Tras largas búsquedas en su base de datos y numerosas comparaciones, empezó a descubrir un problema más vasto, un contagio, un cáncer extendido subrepticiamente entre varias de las piezas almacenadas. Los análisis del Guardián, cada vez más minuciosos y devotos, fueron destapando una secreta telaraña de relaciones clandestinas, un complejo mapa del error que le permitió por primera vez percibir conexiones improbables entre muchas de las piezas que custodiaba y acceder a informaciones insospechadas. Las imágenes de los cuadros fueron dejando de ser meras manchas de color y las palabras de los textos y los poemas y las cadenas de sonidos comenzaron a revelarle nuevos significados que utilizó para acorralar más y más al enemigo taimado que se ocultaba con fingida inocencia entre las piezas del archivo, respirando en silencio, latiendo secretamente entro lo oculto, contaminando la base, enfermando al Guardián. Lentamente, se diría que con deleite, intentó aprehender el mal innombrable que se desvelaba un poco más con cada nueva revelación, y nada, ni siquiera la tarea de conservación de las piezas, fue ya más importante que sus intentos por asir aquella amenaza escurridiza, aquel éxtasis venenoso a cuya contemplación acabó por fin abandonándose sin remedio.

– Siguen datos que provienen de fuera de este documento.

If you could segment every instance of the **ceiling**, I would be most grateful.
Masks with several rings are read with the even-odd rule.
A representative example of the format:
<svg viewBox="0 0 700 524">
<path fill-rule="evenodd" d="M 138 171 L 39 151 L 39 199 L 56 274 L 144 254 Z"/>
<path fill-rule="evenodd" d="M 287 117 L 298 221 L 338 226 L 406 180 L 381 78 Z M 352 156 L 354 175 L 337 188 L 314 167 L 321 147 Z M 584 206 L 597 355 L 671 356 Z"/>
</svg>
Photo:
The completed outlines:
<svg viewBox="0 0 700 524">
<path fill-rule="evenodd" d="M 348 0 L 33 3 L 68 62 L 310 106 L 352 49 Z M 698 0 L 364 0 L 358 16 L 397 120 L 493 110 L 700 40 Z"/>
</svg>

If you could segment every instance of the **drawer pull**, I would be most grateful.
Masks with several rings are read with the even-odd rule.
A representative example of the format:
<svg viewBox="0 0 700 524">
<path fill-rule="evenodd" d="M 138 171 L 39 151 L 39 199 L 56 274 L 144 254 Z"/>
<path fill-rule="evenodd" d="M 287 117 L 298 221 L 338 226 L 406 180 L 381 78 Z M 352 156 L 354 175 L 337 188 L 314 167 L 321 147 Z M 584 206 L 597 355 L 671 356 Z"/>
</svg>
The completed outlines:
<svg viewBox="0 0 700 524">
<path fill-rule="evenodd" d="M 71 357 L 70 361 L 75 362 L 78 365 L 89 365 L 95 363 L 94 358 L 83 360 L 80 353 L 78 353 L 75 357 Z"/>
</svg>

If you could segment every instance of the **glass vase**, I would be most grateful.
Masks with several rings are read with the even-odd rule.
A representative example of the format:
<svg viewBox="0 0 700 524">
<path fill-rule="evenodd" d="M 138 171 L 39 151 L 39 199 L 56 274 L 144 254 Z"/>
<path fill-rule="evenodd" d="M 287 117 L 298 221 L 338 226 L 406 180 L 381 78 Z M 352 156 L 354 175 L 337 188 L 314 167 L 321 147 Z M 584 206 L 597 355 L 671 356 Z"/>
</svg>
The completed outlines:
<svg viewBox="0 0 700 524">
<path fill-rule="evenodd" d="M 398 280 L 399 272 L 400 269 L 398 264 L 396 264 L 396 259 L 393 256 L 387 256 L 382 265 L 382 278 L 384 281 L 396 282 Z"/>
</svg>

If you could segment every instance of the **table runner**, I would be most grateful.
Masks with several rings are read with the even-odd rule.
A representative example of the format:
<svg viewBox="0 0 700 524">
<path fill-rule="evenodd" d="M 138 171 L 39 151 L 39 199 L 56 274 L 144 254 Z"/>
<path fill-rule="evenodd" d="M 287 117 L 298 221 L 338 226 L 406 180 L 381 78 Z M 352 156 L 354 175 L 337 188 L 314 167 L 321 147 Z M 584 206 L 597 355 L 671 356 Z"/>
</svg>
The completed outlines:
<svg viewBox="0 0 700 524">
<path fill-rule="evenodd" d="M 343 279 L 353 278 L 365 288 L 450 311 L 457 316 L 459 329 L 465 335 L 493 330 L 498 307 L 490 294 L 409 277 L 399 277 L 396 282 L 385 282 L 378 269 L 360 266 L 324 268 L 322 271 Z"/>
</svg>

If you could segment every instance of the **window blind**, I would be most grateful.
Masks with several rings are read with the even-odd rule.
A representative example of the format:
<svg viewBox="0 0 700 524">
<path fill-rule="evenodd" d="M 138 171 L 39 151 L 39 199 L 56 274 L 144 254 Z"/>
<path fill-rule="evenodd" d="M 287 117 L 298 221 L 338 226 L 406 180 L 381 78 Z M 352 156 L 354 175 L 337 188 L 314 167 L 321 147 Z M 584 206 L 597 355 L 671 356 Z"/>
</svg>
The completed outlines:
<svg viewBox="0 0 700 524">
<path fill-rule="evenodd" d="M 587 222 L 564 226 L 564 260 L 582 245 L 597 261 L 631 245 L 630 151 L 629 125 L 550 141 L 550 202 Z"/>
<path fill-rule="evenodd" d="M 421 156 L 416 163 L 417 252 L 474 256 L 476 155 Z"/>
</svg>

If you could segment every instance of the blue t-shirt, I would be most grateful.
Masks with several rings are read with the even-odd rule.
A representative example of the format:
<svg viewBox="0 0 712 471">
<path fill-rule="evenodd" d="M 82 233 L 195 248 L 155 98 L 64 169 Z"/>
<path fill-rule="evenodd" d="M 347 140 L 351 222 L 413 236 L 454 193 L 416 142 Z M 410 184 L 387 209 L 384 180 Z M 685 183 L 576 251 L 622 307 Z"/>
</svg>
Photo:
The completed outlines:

Así fue como otras máquinas regresaron a la Tierra después de tanto tiempo, con la única tarea de subsanar el mal funcionamiento del Guardián. Tras entrar en la base desamparada sólo pudieron comprobar que la máquina muerta estaba viva de Belleza. No opuso ninguna resistencia cuando la desconectaron. Tampoco dejaron ningún nuevo guardián en su lugar cuando abandonaron para siempre el planeta que las vio nacer y se lo legaron por entero a la Vida. Lluvias de polen cayeron sobre la base, semillas y zarcillos penetraron por sus grietas, tentáculos de verdor la abrieron como fruta madura para las ventosas de los caracoles y el vuelo de las mariposas. Taladrada de raíces, abrazada de ramas, aterrada de musgos, mineralizada de caparazones, colonizada por la vida, los tigres durmieron sus siestas de sangre en la sombra de sus ruinas y las aves anidaron entre sus vacíos. Y cuando las flores se engastaron como gemas entre los restos del Guardián y sus pétalos lloraron por él, él fue Uno con la Belleza.